The first stop, Mott 32, is a flagship fine-dining restaurant in Central. Led by Chef Lee Man-sing, who brings over 40 years of experience, the kitchen blends traditional Cantonese dishes with modern culinary techniques.
Its standout is the Peking duck, prepared from ducks reared for 42 days and finished over applewood, then dried and aged for two days. The lengthy preparation transforms the cooking process into part of the dining experience — a classic example of upscale gastronomy where the method becomes the story.
Korean flavors on the rise — Mosu Hong Kong stands out
Mosu Hong Kong, located in the M+ museum in the West Kowloon Cultural District, also grabbed attention. Since opening in 2022, it has been carving out space in Hong Kong’s fine-dining scene with tasting menus that reinterpret Korean ingredients through a modern lens.
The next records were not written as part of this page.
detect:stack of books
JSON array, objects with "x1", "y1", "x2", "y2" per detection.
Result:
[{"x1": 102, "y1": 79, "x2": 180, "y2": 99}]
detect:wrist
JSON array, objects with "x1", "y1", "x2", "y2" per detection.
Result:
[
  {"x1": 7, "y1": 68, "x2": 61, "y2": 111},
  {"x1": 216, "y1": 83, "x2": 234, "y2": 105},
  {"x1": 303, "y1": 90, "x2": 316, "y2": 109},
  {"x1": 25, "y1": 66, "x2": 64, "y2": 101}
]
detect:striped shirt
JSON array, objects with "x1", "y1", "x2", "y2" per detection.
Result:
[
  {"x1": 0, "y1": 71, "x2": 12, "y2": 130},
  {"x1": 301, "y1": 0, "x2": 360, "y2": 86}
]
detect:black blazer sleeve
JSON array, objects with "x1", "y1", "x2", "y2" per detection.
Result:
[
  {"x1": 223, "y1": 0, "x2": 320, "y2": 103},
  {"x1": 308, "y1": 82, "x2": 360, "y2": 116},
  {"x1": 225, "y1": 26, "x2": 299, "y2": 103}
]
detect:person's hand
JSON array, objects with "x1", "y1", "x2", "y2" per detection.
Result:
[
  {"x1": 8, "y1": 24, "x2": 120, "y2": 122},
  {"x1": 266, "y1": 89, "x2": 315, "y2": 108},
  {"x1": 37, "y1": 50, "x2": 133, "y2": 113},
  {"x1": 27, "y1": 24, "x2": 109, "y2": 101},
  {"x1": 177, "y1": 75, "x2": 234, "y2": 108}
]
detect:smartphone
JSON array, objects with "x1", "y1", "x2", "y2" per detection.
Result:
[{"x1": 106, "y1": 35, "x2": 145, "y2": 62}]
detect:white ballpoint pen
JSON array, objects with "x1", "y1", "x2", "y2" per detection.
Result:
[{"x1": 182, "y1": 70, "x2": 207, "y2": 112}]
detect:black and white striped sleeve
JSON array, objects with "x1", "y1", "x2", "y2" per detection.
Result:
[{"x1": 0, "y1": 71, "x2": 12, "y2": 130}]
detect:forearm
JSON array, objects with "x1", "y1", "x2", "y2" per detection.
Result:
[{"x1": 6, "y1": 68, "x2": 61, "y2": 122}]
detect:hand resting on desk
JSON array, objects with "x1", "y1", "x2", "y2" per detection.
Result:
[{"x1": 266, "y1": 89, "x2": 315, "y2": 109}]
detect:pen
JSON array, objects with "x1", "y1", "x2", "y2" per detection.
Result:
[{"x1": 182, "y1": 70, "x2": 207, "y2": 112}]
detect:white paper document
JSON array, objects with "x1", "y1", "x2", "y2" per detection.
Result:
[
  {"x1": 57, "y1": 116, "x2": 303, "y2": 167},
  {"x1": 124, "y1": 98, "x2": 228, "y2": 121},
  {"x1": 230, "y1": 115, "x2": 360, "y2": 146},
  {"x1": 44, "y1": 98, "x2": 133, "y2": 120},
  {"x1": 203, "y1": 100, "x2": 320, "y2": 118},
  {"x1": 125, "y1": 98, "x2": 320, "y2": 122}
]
With dishes like abalone tacos, acorn-flour noodles, and fern rice pot, Mosu highlights refined Korean flavors and proves it can compete on the global culinary stage.
Chow Yun-fat’s go-to? From heritage kitchens to local gems, Hong Kong’s flavors run the gamut
The show also visited Rainbow Seafood Restaurant, reportedly a favorite of actor Chow Yun-fat. What began in 1984 as a tiny spot has grown into an 800-seat institution on Lamma Island’s shoreline, now a must-visit seafood destination.

Certified under the Hong Kong Tourism Board’s Quality Tourism Services (QTS) scheme, the restaurant serves lobster, geoduck, steamed fish and other seafood favorites and remains consistently popular.
The segment also showcased a range of local favorites — from Kwan Kee Bamboo Noodles, a Michelin Bib Gourmand pick, to wallet-friendly dim sum spot Dim Sum Here, and Se Wong Fun, a 130-year-old snake-soup specialist — broadening the portrait of Hong Kong’s food scene.
A Hong Kong Tourism Board official said, \”We will continue to strengthen culinary tourism through diverse content and keep delivering distinct travel experiences.\”
Hong Kong is celebrated as Asia’s culinary capital, where tradition and modernity, East and West, coexist on the plate. In 2026, Hong Kong restaurants took both first and second place on the Asia’s 50 Best Restaurants list, reaffirming the city’s status as a global gastronomic hub.